This year, USDA estimates there are 6 million feral swine in the US creating issues for traditional livestock production, natural resources, and other species. To address these ongoing issues, including domestic and foreign disease surveillance priorities of feral swine, USDA convened a technical working group consisting of swine industry representatives, state and federal animal health officials, university, and wildlife experts, including Dr. Paul Sundberg, executive director of the Swine Health Information Center. Dr. Harry Snelson, American Association of Swine Veterinarians, Dr. Dave Pyburn and Dr. Patrick Webb, National Pork Board, Dr. Liz Wagstrom, National Pork Producers Council and Bobby Acord, a consultant with the National Pork Producers Council, also participated. The published review and recommendations report was a collaborative effort between USDA and the other groups for the purpose of addressing the feral swine threat to domestic swine health.

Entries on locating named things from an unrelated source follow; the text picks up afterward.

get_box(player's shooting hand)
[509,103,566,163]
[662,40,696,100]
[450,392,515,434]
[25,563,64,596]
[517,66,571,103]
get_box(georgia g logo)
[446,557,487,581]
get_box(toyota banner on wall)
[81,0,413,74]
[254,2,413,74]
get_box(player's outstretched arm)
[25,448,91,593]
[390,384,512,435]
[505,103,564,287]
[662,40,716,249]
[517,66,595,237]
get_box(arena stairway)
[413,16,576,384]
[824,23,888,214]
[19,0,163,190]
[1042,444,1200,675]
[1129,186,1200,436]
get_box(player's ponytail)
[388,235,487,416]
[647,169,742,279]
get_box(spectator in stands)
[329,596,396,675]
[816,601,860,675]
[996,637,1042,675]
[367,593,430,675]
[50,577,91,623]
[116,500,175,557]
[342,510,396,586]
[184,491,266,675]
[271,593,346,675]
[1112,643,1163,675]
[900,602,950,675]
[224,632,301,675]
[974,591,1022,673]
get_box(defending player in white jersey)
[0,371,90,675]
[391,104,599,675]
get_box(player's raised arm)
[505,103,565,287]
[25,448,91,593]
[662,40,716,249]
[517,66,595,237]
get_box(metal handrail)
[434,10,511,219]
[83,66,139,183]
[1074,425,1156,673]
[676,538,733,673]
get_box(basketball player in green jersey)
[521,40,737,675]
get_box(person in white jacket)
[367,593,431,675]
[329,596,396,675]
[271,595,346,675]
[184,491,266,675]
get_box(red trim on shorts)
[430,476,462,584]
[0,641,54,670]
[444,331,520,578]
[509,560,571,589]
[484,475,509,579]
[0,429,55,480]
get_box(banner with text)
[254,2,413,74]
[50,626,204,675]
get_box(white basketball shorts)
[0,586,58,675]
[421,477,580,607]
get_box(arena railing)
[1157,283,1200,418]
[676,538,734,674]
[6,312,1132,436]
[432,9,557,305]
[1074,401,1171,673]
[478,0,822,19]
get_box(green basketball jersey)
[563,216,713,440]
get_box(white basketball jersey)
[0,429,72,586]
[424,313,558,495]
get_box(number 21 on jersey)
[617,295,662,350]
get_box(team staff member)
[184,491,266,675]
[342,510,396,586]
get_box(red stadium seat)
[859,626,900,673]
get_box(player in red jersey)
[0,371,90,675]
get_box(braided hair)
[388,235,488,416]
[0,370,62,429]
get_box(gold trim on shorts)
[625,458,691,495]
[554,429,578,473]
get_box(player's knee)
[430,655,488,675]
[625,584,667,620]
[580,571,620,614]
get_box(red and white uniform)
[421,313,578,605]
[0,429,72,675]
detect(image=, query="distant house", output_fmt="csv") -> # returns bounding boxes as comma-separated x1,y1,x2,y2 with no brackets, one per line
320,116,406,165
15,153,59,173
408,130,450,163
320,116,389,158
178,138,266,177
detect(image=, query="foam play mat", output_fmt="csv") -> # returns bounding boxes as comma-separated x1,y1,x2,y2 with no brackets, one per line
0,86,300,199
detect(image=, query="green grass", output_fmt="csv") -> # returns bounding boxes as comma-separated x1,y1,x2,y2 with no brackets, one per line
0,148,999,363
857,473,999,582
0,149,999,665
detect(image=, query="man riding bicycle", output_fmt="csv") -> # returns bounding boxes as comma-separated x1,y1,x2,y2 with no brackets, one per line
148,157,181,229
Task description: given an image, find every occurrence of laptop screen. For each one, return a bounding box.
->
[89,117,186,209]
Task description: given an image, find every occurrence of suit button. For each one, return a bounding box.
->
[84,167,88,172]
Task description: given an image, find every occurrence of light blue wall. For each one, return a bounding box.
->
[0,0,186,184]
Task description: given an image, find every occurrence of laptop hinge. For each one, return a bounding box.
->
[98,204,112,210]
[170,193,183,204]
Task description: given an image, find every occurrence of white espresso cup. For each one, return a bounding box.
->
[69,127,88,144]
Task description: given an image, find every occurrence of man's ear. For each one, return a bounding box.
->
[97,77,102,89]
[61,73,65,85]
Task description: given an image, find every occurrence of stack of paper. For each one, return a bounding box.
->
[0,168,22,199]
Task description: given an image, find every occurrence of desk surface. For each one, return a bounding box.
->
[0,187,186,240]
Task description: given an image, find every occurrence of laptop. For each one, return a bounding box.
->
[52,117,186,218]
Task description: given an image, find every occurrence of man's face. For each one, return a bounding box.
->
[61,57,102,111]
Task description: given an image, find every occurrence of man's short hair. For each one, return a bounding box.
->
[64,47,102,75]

In an article published in the Journal of Animal Science (2020, Vol. 98, No. 8, 1-3), “Perspectives on the past, present, and future of feral swine disease surveillance in the United States,” progress in management of feral swine is detailed. In describing the importance of feral swine management, authors write, “The rapid global spread of ASF (African swine fever) virus in the last 1-2 years in both domestic and wild swine has highlighted the need for vigilant surveillance and demonstrated the devastating impact of a foreign animal disease due to mortality, production losses, and restrictions to international trade.”
The National Feral Swine Damage Management Program (NFSP) was created in 2014 with the mission of managing feral swine disease damage. Per the published report, about 3000 samples from feral swine are tested each year for antibodies against classical swine fever (CSF), swine brucellosis (SB), and pseudorabies (PRV). A targeted surveillance program prioritizes counties based on existing feral swine populations, domestic pork production, landfills, and other disease-driven factors.
USDA Animal Plant Health Inspection Service (APHIS) established eight priorities for NFSP in 2018. A full review of the priorities is available here. In brief, they are:
Progress on each of these priorities is included in the report which also includes 2020 direction and priorities for NFSP. An updated framework for surveillance was designed. The first priority for the revised system was function as an FAD surveillance system. Specifically it focuses on CSF (serologic) and ASF (morbidity and mortality) as well as FMD (syndromic). Another priority was for the framework to be nimble enough to respond to emerging threats. Further details on 2020 direction are included in the full report.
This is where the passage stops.